I switched to Blackberry from Palm because Palm went to sleep at the wheel. Having made their fortunes, they let service slide, software "upgrades" moved backwards, coming with fewer features and more glitches than each previous version. So, I did what any committed capitalist does: I voted with my feet and my $, and took my business elsewhere.
I'm not all that fond of change, really. I love adventure, and when forced to it, I can embrace the new cheese with Sniff and Scurry all day, but I'm also a great believer in the value of loyalty. The thing is, loyalty has to be a two-way street, especially in business. Companies that stay in business a long time have one of two things going for them: either they have no viable competition doing a better job, or they give consistently excellent and reliable service. Only the fickle go looking elsewhere without good reason. That's what it means to be fickle.

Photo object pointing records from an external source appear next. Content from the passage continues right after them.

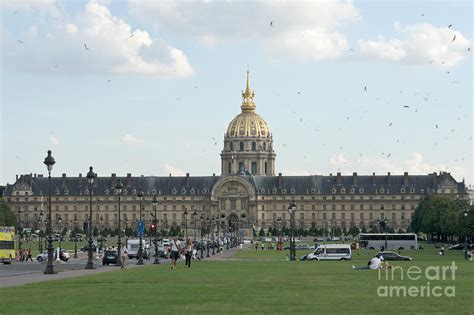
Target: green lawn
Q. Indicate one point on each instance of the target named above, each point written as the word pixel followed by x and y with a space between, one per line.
pixel 250 282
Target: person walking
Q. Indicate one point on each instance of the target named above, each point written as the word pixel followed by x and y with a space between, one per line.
pixel 175 247
pixel 188 252
pixel 123 256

I'm not fickle, but nothing I'm reading about RIM, its latest outage and its management principles is giving me a good feeling about what I should expect of Blackberry in the days to come. Most of what I'm finding online suggests that people aren't really happy working for RIM these days. Big companies are like the human body, the health of the whole is a reflection of an infinite number of smaller parts. The bottom line is just a face. Managers forget that too often. Some never learn it.
Get it right RIM. Quickly. It may be too late already. The bronze head may have already spoken. Time is. Time was. Time is passed.
Thursday, September 15, 2011
Update: Okay, the original post is still below, but I find I need to apologize to those who know me and know my dog. I am so sorry for scaring everyone. Especially both my oldest daughters, my sister, and my former spouse. Sydni is still with us and doing great for a 13+ year old dog. But she's slowing down, can't climb the stairs by herself, is deaf as a post, and can't make it further than around the block before she's ready to be done with the walk. Not that she isn't as excited as ever to get out the door--she's just done by the time you turn the second corner. Still, she's as beautiful as ever (really, she looks better than she has in five years), and fuzzy and loving and she smiles. Especially when she's sleeping, which is most of the time. (I find I'm back to that stage I was in right after my girls were born, when I checked on them during naps and in the middle of the night to be sure they were still breathing.) And all of that is why I said I'm going to miss her. Both of Laura's old dogs passed this past year, and so I'm just hyper-conscious of Sydni's age and more grateful than ever for every day that begins and ends with nuzzles and husky-hugs from her. That's all. My bad. So sorry. Truly I am. I expect better of myself when it comes to proofing my own work from a reader's perspective, but clearly I skipped that step entirely with this quick little post whipped off during the workday to capture a nostalgic moment. Clearly. When my ex called tonight she'd been crying, as I expect I would to think I was hearing similar news of her dog. By the time she was laughing, after my profuse apologies, she summed up the gaff pretty well. "That's the last thing I would expect from you, the Wizard of Words." More like the Scrivener's Apprentice today. Again, sorry.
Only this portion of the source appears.